A further consideration, complicating the growth process, is the perceived need for constant improvement. Presumably, as in many things we do, we get better with experience and, as elsewhere in life and unless we are particularly obtuse, we are always learning to some degree. But the mania, the pressure, to upgrade our skills is largely promulgated by teachers, performers, and competition organizers. This has resulted in a kind of mini-industry within tango that supposedly will help us achieve some kind of mastery. Unfortunately, this is a never-ending process because not only is total mastery of our craft an impossibility but it is perpetuated by a system that has a vested interest in promoting its attainment.
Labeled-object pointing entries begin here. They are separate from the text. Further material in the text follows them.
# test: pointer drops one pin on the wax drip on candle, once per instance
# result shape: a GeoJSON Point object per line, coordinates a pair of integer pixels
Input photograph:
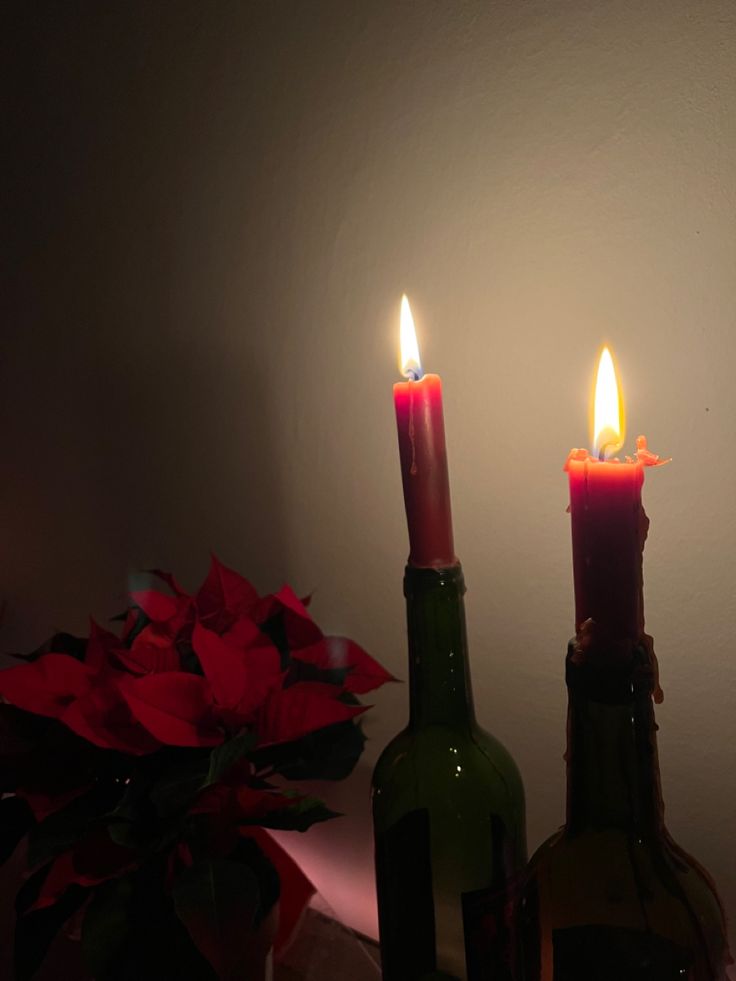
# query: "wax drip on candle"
{"type": "Point", "coordinates": [412, 433]}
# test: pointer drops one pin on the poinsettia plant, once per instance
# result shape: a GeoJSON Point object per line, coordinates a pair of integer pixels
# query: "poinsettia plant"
{"type": "Point", "coordinates": [144, 767]}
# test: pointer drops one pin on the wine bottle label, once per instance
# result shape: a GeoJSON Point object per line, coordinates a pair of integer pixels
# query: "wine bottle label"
{"type": "Point", "coordinates": [406, 907]}
{"type": "Point", "coordinates": [602, 953]}
{"type": "Point", "coordinates": [489, 953]}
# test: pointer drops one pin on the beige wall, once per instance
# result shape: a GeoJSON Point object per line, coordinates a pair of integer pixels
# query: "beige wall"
{"type": "Point", "coordinates": [214, 209]}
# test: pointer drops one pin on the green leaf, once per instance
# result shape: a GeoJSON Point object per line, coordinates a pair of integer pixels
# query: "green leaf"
{"type": "Point", "coordinates": [327, 754]}
{"type": "Point", "coordinates": [16, 818]}
{"type": "Point", "coordinates": [217, 902]}
{"type": "Point", "coordinates": [305, 812]}
{"type": "Point", "coordinates": [179, 785]}
{"type": "Point", "coordinates": [229, 753]}
{"type": "Point", "coordinates": [63, 828]}
{"type": "Point", "coordinates": [35, 931]}
{"type": "Point", "coordinates": [106, 924]}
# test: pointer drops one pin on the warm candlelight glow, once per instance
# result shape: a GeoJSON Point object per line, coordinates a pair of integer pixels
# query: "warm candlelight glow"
{"type": "Point", "coordinates": [608, 410]}
{"type": "Point", "coordinates": [410, 364]}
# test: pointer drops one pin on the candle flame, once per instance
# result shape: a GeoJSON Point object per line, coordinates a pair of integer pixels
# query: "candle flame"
{"type": "Point", "coordinates": [608, 409]}
{"type": "Point", "coordinates": [410, 364]}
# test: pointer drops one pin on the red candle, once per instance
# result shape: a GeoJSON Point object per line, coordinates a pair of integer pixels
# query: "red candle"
{"type": "Point", "coordinates": [421, 428]}
{"type": "Point", "coordinates": [609, 526]}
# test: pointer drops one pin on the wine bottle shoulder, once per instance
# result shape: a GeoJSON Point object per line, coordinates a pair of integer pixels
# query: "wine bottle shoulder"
{"type": "Point", "coordinates": [626, 883]}
{"type": "Point", "coordinates": [442, 767]}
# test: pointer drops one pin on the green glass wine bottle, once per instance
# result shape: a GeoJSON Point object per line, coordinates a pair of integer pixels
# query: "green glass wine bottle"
{"type": "Point", "coordinates": [448, 810]}
{"type": "Point", "coordinates": [611, 896]}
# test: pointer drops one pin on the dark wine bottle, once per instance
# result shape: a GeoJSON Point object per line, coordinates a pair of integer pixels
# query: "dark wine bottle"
{"type": "Point", "coordinates": [448, 810]}
{"type": "Point", "coordinates": [611, 897]}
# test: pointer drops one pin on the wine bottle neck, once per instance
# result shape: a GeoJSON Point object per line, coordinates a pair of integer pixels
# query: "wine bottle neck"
{"type": "Point", "coordinates": [439, 674]}
{"type": "Point", "coordinates": [612, 767]}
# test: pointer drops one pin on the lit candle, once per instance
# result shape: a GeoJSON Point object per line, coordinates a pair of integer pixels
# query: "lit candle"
{"type": "Point", "coordinates": [421, 427]}
{"type": "Point", "coordinates": [609, 526]}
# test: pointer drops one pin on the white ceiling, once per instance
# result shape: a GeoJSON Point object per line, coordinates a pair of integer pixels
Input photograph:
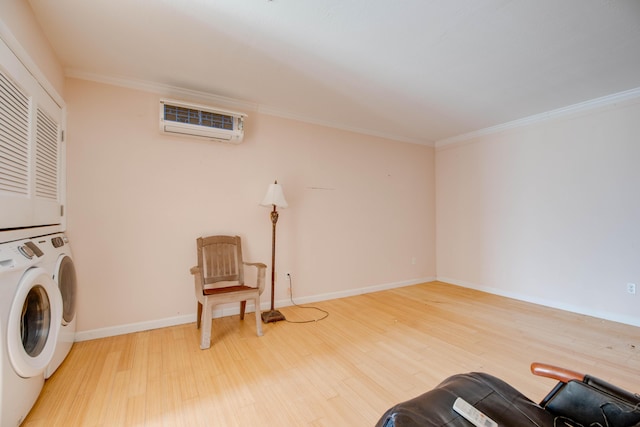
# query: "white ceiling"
{"type": "Point", "coordinates": [415, 70]}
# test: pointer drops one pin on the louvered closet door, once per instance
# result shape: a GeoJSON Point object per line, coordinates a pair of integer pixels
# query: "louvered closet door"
{"type": "Point", "coordinates": [31, 155]}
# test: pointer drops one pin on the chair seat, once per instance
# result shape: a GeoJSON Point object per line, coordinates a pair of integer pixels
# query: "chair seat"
{"type": "Point", "coordinates": [229, 289]}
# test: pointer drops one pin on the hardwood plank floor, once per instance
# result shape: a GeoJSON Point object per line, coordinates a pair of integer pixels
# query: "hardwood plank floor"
{"type": "Point", "coordinates": [373, 350]}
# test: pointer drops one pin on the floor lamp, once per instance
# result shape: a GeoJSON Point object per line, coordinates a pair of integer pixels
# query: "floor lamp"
{"type": "Point", "coordinates": [274, 198]}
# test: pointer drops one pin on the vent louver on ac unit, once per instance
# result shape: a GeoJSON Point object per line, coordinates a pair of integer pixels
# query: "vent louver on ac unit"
{"type": "Point", "coordinates": [180, 118]}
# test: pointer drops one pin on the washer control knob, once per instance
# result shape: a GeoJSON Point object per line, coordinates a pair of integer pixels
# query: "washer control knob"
{"type": "Point", "coordinates": [26, 251]}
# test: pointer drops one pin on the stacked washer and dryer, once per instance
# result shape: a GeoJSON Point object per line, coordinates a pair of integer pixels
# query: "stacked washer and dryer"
{"type": "Point", "coordinates": [37, 277]}
{"type": "Point", "coordinates": [37, 318]}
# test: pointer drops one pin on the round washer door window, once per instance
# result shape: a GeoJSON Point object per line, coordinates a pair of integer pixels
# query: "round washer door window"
{"type": "Point", "coordinates": [34, 322]}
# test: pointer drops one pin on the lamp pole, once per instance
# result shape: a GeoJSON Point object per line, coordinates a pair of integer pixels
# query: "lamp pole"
{"type": "Point", "coordinates": [273, 315]}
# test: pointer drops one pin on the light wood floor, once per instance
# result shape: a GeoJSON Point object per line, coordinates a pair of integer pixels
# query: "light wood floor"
{"type": "Point", "coordinates": [372, 351]}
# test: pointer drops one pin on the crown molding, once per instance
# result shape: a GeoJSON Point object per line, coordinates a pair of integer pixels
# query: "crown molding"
{"type": "Point", "coordinates": [564, 112]}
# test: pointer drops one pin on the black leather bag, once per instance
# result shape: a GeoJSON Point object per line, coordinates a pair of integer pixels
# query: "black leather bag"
{"type": "Point", "coordinates": [593, 403]}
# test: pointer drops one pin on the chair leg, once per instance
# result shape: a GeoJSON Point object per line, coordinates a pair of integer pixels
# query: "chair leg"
{"type": "Point", "coordinates": [205, 332]}
{"type": "Point", "coordinates": [243, 306]}
{"type": "Point", "coordinates": [258, 317]}
{"type": "Point", "coordinates": [199, 315]}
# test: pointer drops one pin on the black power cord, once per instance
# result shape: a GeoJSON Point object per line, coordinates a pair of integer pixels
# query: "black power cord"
{"type": "Point", "coordinates": [326, 313]}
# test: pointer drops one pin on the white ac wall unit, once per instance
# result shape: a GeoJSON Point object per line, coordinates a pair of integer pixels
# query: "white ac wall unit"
{"type": "Point", "coordinates": [181, 118]}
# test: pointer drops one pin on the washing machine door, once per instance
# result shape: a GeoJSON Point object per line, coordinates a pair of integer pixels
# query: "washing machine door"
{"type": "Point", "coordinates": [65, 277]}
{"type": "Point", "coordinates": [34, 323]}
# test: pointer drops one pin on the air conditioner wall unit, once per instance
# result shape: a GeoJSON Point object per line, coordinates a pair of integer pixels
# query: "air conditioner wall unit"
{"type": "Point", "coordinates": [182, 118]}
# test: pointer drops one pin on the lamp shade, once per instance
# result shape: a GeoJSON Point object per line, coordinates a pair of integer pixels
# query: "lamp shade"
{"type": "Point", "coordinates": [274, 196]}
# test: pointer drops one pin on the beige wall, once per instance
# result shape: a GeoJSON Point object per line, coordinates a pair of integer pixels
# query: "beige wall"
{"type": "Point", "coordinates": [548, 213]}
{"type": "Point", "coordinates": [18, 18]}
{"type": "Point", "coordinates": [360, 208]}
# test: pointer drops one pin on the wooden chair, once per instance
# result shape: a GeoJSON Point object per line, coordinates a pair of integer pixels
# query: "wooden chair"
{"type": "Point", "coordinates": [219, 279]}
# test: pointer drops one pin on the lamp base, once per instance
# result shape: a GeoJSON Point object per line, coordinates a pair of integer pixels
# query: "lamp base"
{"type": "Point", "coordinates": [272, 316]}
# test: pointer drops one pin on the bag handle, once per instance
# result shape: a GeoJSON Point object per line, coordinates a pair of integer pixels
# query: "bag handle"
{"type": "Point", "coordinates": [560, 374]}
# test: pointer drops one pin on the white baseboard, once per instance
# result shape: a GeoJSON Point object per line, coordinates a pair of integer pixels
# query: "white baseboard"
{"type": "Point", "coordinates": [234, 309]}
{"type": "Point", "coordinates": [614, 317]}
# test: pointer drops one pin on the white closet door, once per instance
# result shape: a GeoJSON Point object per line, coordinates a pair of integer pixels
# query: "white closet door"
{"type": "Point", "coordinates": [31, 153]}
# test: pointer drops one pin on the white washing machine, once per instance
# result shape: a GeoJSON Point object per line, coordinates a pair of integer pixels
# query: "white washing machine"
{"type": "Point", "coordinates": [58, 260]}
{"type": "Point", "coordinates": [30, 317]}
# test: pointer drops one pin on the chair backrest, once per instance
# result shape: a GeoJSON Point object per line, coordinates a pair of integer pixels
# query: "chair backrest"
{"type": "Point", "coordinates": [220, 260]}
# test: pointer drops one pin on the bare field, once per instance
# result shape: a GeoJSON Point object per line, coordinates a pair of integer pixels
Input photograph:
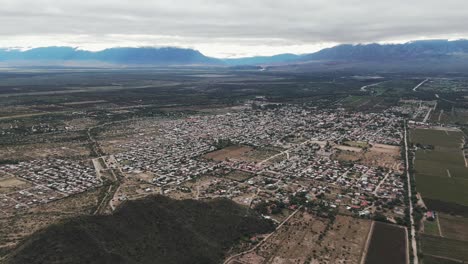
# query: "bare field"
{"type": "Point", "coordinates": [231, 152]}
{"type": "Point", "coordinates": [386, 156]}
{"type": "Point", "coordinates": [238, 175]}
{"type": "Point", "coordinates": [14, 228]}
{"type": "Point", "coordinates": [44, 150]}
{"type": "Point", "coordinates": [387, 245]}
{"type": "Point", "coordinates": [305, 239]}
{"type": "Point", "coordinates": [12, 184]}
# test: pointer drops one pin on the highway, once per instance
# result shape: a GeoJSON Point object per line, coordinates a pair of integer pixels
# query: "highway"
{"type": "Point", "coordinates": [413, 231]}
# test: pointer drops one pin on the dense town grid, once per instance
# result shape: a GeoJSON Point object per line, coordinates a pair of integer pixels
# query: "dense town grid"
{"type": "Point", "coordinates": [175, 154]}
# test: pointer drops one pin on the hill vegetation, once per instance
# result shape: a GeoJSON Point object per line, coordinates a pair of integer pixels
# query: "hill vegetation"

Veronica Toumanova is a dancer and an astute observer of the social dynamics at play within tango. In an article entitled “Why tango dancers lose interest in improving their skill,” which, as its title suggests, examines why dancers give up on learning, she writes:

I see many dancers end up in a situation in which they want to dance with better dancers but do not manage to reduce the difference in skill. They don’t progress because they have lost the pleasure in learning, and they lost the pleasure in learning because they have stopped believing that they can get to a level of skill high enough to become desirable. They lost confidence in themselves as successful learners.

There is some truth to this, of course, in the sense that we can give up on learning through disappointment or failure. However, the assumption is that the better we are, the more skilled we become, the greater the number of our potential dance partners will be. We will become “desirable.” The problem is that this approach treats the learning process as largely instrumental. In other words, we do not learn because we enjoy the process, the acquisition of new knowledge or skills, but to increase our marketability on the dance floor. If we improve, we become a more desirable partner and those we want to dance with are more likely to want to dance with us. In reality, however, and with certain exceptions, it is less a question of skill than of compatibility. We dance most and best with those who want to dance with us. (Moreover, seeing someone dance doesn’t really tell you all that much about how they will dance with you, regardless of apparent skill level.) The complex matter of partnering has more to do with our approach to the dance, our attitude, if you will, and our ability to please our partner than it does with skill per se. It helps if skill levels are matched, but it isn’t essential that there be complete parity.

Toumanova believes that we stop improving because we lose the desire to continue learning. And this happens not because we believe there’s nothing more to learn but because we grow complacent about our abilities or disappointed in our progress. As our desirability quotient declines, we grow frustrated and lose faith in the need for improvement or even its possibility.

All of this—coupled with the inconsistency and narrow focus of the learning process, the lack of suitable role models, the absence of mentoring, the fact that learners are largely unguided, the presumed need for constant improvement—is compounded by the prevalence of the traveling show of performance and performers, with whom we are constantly encouraged to compare ourselves, even if implicitly. The result is a not-so-virtuous circle of perceived inadequacy, continuous study, and comparison with ideals that are not only impossible for most of us to achieve but not intended for the world of social dancing in the first place. Like the snake swallowing its tail, in the end, we consume ourselves as well as our desire.